The Effects of Imbalanced Datasets on Machine Learning Algorithms in Predicting Student Performance

Khaled Mahmud Sujon - Software Engineering Research Group, Faculty of Computing, Universiti Teknologi Malaysia (UTM), Johor, Malaysia
Rohayanti Hassan - Software Engineering Research Group, Faculty of Computing, Universiti Teknologi Malaysia (UTM), Johor, Malaysia
Alif Ridzuan Khairudin - Software Engineering Research Group, Faculty of Computing, Universiti Teknologi Malaysia (UTM), Johor, Malaysia
Sim Hiew Moi - Software Engineering Research Group, Faculty of Computing, Universiti Teknologi Malaysia (UTM), Johor, Malaysia
Muhammad Luqman Mohd Shafie - Software Engineering Research Group, Faculty of Computing, Universiti Teknologi Malaysia (UTM), Johor, Malaysia
Zainuri Saringat - Faculty of Computer Sciences and Information Technology, Universiti Tun Hussein Onn Malaysia (UTHM), Parit Raja, Malaysia
Aldo Erianda - Department of Information Technology, Politeknik Negeri Padang, Padang, Indonesia


Citation Format:



DOI: http://dx.doi.org/10.62527/joiv.8.3-2.2449

Abstract


Predictive analytics technologies are becoming increasingly popular in higher education institutions.
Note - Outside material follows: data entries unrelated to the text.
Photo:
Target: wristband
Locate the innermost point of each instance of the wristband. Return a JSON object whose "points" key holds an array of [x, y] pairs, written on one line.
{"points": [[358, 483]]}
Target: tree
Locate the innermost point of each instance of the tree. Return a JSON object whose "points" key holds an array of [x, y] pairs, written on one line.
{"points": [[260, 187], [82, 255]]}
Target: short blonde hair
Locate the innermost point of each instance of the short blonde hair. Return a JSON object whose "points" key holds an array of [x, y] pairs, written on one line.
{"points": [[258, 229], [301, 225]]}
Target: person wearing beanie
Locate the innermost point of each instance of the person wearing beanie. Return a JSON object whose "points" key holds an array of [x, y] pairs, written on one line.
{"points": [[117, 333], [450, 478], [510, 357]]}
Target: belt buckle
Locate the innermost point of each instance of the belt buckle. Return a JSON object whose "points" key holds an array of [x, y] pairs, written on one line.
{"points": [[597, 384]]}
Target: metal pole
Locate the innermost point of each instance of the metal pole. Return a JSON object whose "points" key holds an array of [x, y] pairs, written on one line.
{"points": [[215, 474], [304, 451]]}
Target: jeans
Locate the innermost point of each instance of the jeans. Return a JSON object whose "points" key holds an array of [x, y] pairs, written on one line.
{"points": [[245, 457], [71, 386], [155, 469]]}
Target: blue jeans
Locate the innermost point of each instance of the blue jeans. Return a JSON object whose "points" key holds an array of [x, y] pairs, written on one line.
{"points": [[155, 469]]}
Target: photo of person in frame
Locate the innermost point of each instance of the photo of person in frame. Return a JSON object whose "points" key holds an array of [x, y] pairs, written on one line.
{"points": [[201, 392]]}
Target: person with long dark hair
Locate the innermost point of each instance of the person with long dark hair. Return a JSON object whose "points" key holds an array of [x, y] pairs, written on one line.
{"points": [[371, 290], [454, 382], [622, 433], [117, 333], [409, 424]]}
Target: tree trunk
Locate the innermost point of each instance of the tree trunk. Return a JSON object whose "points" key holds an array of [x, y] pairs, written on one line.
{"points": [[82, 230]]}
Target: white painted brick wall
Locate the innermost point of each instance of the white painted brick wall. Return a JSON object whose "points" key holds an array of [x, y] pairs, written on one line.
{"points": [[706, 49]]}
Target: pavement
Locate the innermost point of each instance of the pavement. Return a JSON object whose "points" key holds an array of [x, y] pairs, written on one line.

Students' grades are one of the most critical performance indicators educators can use to predict their academic achievement. Academics have developed numerous techniques and machine-learning approaches for predicting student grades over the last several decades. Although much work has been done, a practical model is still lacking, mainly when dealing with imbalanced datasets. This study examines the impact of imbalanced datasets on machine learning models' accuracy and reliability in predicting student performance. This study compares the performance of two popular machine learning algorithms, Logistic Regression and Random Forest, in predicting student grades. Secondly, the study examines the impact of imbalanced datasets on these algorithms' performance metrics and generalization capabilities. Results indicate that the Random Forest (RF) algorithm, with an accuracy of 98%, outperforms Logistic Regression (LR), which achieved 91% accuracy. Furthermore, the performance of both models is significantly impacted by imbalanced datasets. In particular, LR struggles to accurately predict minor classes, while RF also faces difficulties, though to a lesser extent. Addressing class imbalance is crucial, notably affecting model bias and prediction accuracy. This is especially important for higher education institutes aiming to enhance the accuracy of student grade predictions, emphasizing the need for balanced datasets to achieve robust predictive models.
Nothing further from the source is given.